What is a robots.txt File?
The robots.txt file is a file placed on your server and used to keep Web pages from being crawled and indexed by search engines. The file itself is a simple text file, which can be created in Notepad.exe. It needs to be saved to the root directory of your site (where your home page or index page is).
Robots.txt file provides you with more functionality than meta robots tag which is available only partially to control behaviour of search engines. You can use it to prevent indexing totally, prevent certain areas of your site from being indexed or to issue individual indexing instructions to specific search engines. You can dictate that search engines crawl only one page per a certain time of period and also specify that they may crawl during certain hours of the day.
Why do I need robots.txt file?
• to prevent search engine spiders from consuming excessive amounts of bandwidth on your server
• to prevent potential copyright infringements
• for websites with multiple subdomains, each subdomain must have its own robots.txt file.

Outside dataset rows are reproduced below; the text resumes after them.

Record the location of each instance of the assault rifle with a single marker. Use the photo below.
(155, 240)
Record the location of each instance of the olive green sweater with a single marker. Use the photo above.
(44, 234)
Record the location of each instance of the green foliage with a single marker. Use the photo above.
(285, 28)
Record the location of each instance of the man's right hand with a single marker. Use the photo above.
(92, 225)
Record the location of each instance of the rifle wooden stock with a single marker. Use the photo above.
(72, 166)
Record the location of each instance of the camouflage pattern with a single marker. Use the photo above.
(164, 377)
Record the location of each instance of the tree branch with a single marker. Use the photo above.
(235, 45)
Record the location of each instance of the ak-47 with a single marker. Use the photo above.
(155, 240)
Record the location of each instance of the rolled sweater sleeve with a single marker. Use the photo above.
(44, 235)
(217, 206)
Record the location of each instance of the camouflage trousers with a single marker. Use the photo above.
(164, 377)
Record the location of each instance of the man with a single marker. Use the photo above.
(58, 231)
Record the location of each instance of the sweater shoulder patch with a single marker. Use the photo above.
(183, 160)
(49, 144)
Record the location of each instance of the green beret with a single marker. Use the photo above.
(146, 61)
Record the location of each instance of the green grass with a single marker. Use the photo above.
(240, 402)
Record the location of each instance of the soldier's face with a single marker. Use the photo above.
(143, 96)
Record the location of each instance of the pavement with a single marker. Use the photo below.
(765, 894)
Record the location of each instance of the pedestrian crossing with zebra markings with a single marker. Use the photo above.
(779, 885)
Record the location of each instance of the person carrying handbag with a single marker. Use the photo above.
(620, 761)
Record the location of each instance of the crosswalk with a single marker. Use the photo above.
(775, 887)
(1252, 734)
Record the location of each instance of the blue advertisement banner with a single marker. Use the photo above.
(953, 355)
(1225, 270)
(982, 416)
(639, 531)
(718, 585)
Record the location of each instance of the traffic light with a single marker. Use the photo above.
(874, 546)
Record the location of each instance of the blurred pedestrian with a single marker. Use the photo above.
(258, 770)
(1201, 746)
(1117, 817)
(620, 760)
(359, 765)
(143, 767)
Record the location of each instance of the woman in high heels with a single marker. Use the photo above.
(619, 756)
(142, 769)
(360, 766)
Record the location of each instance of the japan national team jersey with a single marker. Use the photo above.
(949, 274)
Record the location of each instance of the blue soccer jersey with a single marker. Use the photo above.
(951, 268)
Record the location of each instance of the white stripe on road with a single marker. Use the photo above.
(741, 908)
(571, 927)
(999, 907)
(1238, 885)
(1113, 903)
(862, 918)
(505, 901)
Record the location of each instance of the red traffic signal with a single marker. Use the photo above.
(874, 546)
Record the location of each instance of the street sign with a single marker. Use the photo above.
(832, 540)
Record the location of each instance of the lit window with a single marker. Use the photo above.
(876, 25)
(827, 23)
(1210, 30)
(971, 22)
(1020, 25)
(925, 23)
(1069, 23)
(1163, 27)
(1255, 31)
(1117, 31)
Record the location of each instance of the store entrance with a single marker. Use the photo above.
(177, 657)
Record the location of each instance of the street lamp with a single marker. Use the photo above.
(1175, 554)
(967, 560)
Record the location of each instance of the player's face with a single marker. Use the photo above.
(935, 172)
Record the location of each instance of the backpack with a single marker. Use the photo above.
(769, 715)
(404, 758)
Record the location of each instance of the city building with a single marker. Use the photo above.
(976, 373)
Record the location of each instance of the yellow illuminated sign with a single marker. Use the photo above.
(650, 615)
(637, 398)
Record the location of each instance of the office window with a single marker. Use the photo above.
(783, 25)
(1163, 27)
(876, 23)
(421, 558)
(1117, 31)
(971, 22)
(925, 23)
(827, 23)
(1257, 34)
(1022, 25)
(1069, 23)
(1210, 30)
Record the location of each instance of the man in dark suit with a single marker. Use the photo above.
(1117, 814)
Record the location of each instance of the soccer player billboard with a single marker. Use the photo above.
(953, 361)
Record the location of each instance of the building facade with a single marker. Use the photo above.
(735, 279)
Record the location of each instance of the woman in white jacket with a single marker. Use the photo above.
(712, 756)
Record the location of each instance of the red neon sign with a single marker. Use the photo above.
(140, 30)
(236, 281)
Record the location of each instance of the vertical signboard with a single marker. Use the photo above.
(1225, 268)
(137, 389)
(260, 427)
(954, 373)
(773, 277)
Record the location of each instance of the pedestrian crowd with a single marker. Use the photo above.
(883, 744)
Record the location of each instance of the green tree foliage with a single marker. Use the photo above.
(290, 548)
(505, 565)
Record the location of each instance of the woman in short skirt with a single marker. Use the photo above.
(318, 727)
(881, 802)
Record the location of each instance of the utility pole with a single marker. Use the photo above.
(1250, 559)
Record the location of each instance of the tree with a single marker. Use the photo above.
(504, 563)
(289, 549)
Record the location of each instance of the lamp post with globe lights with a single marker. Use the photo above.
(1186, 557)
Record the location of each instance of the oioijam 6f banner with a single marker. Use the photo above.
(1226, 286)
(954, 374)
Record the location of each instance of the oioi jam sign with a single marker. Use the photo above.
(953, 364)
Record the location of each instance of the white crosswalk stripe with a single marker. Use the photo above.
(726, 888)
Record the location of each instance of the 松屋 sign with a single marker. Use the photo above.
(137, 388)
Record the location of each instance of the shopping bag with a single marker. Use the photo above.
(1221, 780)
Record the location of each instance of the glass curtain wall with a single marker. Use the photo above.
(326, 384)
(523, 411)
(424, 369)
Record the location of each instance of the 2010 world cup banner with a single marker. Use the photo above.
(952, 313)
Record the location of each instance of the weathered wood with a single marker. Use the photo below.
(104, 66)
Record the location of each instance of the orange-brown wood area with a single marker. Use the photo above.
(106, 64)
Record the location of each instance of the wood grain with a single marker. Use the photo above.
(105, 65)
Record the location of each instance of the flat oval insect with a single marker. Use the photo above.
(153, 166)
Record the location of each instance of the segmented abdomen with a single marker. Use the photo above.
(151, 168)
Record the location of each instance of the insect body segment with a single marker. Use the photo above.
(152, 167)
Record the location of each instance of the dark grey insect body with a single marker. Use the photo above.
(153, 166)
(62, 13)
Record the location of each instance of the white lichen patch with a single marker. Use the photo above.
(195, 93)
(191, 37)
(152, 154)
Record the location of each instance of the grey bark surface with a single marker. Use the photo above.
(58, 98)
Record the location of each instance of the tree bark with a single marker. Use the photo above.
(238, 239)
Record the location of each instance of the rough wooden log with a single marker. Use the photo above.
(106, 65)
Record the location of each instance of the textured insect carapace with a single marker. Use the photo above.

• while content of the selected directories might be misleading or irrelevant to the categorization of the site as a whole
Creating a robots.txt file.
• Open any text editor, such as notepad.exe
• Type “User-Agent: *”.This line describes which search engine spiders should obey this rule. The * refers to all robots.
• To disallow all robots from crawling your /directory, add this text: Disallow:/yourdirectoryname/, to disallow certain file from being indexed, add this text: Disallow:/directory/file.html.
• Save the file and name it robots.txt. Upload the file to your Web root directory.